В основании бело-голубого конуса шевелящаяся масса, которая – Димка не сразу различает – состоит из согнутых спин и голов. Здесь, наверно, человек двенадцать. Никто из них не оборачивается чтобы взглянуть на вошедших, не выпрямляется! Именно так – Димка видел, когда приходил к матери в обоянский госпиталь – делали операции, когда не было наркоза. Куча людей наваливалась на раненого, вцепляясь в руки и ноги, в голову, в то время как хирург и его помощники работали над разрезом, звякая своими кохерами, щипцами, пинцетами. Никто не обращал внимания даже на близкие разрывы. И молчали так же деловито и страшно. Раненый, устав от крика или ослабленный стаканом первача, тоже молчал, только извивался.
Тот, что еще недавно был в шинели, трогает за плечо, и, обернувшись, Димка видит в дымном полу мраке, что это девчонка – накрашенная, худенькая коротко стриженная, похожая на циркачку. На ней расклешенная складчатая юбочка и шелковая парашютная блузка, а в волосах бумажная алая роза.
Димка, взволнованный приключением, бенедиктином, всем этим необычным длинным днем, готов тут же, по своему обыкновению, влюбиться, но Серый тянет его за рукав, протискивается к столу, где находится похожая на какую-то детскую игру плоская) размеченная цветными клеточками доска и круг-вертушка, разделенный по числу клеточек на черно-красные дольки с луночками по краям.
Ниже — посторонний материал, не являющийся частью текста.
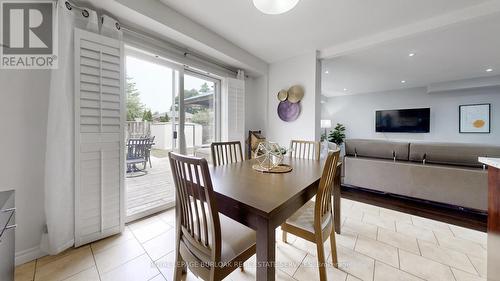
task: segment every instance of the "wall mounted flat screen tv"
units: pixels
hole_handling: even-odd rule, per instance
[[[375,128],[381,133],[428,133],[430,108],[378,110]]]

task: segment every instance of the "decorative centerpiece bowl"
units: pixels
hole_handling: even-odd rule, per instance
[[[282,164],[283,157],[287,150],[280,147],[275,142],[264,141],[259,143],[255,150],[255,159],[257,164],[253,165],[253,169],[268,173],[286,173],[292,170],[289,165]]]

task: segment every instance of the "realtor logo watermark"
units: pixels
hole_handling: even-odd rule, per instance
[[[0,1],[0,68],[57,68],[54,1]]]

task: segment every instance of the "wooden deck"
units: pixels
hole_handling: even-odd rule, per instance
[[[127,174],[125,178],[127,217],[171,206],[175,201],[174,183],[168,157],[151,156],[153,168],[147,174]]]
[[[189,155],[203,157],[210,161],[210,148],[198,148],[193,151],[188,148]],[[156,150],[151,155],[153,168],[146,168],[147,174],[137,172],[126,174],[125,196],[126,216],[128,221],[139,219],[142,216],[152,215],[166,208],[174,206],[175,186],[170,172],[168,151]],[[142,168],[142,165],[139,165]]]

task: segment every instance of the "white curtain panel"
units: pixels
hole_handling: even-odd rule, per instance
[[[74,28],[98,33],[98,16],[57,2],[59,68],[51,72],[45,151],[45,216],[41,249],[58,254],[74,244]]]
[[[101,17],[101,35],[114,38],[117,40],[123,39],[120,23],[114,18],[103,14]]]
Как раз в эту секунду парень, стоящий особняком во главе стола на торце, быстрым и ловким движением наманикюренных холеных пальцев заставляет круг, как волчок, бешено закрутиться и бросает на него белый костяной шарик. Шарик начинает скакать, биться о стенку, в которую заключен круг, подлетать, перескакивать через цветные дольки с лунками. Димка чувствует, как невидимая ниточка возникает между его глазами и шариком, зрачки поневоле прыгают, ждут остановки, скачут… все тише, тише.
Серый шепчет что-то в ухо, напоминая о правилах игры. Про рулетку Димка знает. И у Достоевского читал, и сам видел: на толкучках, в укромных уголках, вдали от милиции, унылые и какие-то ободранные, видать не раз битые, люди, по-иностранному – крупье, крутили красно-черный круг с шариком. Они озирались по сторонам, роняли – для приманки – деньги на землю, зазывали сиплым голосом желающих. Круг у них был картонный, грубо размалеванный, дощечка умещалась на коленях, игра шла зачастую прямо на деньги без фишек – попал в цвет или в чет, получай выигрыш, не попал – деньги уже не твои. Здесь же Димка впервые увидел перед собой настоящую рулетку, торжественную, лаковую; сияющую, – видать, вывезенную из Европы. И даже парень на торце стола носил галстук, а физиономия у него, как и положено крупье, или водиле, была драная, со следами былых порезов.
Шарик останавливается, и все склонившиеся за столом разражаются приглушенным воплем. Парень в гимнастерке, возбужденный, с мокрым чубом, сгребает к себе кучку плексигласовых цветных фишек. Не поймешь, кто здесь играет, кто болеет. Все волнуются, дергаются, бормочут.